You've probably done it, but all of the studio wiring should be very carefully planned before beginning construction. Even the signal paths. There is a tendency is to put it off until you get there, but I wouldn't advise it! If you can decide now all the details, you'll be so glad you did, later, even if something changes. During the construction process with contractors, the world moves very fast. You _will be_ met with challenges and will need your extra time to figure out a way around them.
Suggestion: put large (2-1/2" or larger) flex conduit in the walls wherever the signal path is to go, especially from behind the control desk area. I added more, straight through the ceiling to eliminate any "oops, I wish I ran some cable to THAT room from here" problems. If you run conduit to the ceiling and terminate it in the attic in EVERY ROOM, you can later run any cable to any room you like. I was generous with the diameter and later found it to be a blessing! (You might also remember not to try pulling cable through this stuff on hot, muggy, sticky days! - but DO use cable grease for those long runs, especially in flex cable, which tends to be sticky, anyway.)


----------



## immortalgropher (Feb 16, 2010)

What do those of you who currently own a studio pay a month for expenses? I'm talking mainly in terms of major bills like electricity, etc? is it greater than or less than 4k a month? Maybe I'm batting too far out, but I've been asked that question and need a round estimate.


----------



## ejbragg (Dec 13, 2009)

Our electrical bill is a little higher than when the studio is not running - probably about $50 / month more. Really not a lot more.

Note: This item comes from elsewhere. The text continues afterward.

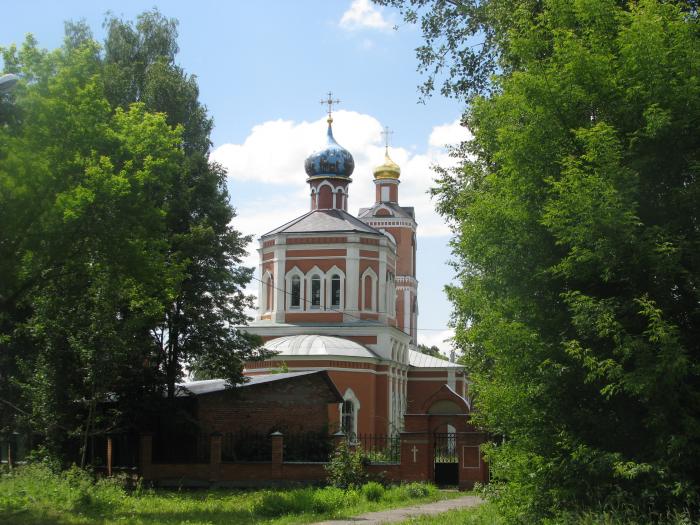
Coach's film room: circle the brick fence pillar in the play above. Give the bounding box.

Most consumption will be in the HVAC or water heating, just like any home. Because of the thick walls w/ insulation, our overall heating and cooling is actually less than the average apartment. Insulation is 6 inches in the outer walls (cellulose), and we put in 18 inches in the ceiling! Our heat bill for the whole place was about $200 / month this past winter. The air conditioning is roughly the same in mid summer - but we're using a heat pump system.

All in all, the electrical consumption of our gear is really not nearly the amount used by the major appliances of an average house... at least not in OUR case.


----------



## immortalgropher (Feb 16, 2010)

I kinda figured 200 for hvac myself. I know I'll spend a portion on advertising as well, probably between 400 and 600 a month or so. Just depends, really.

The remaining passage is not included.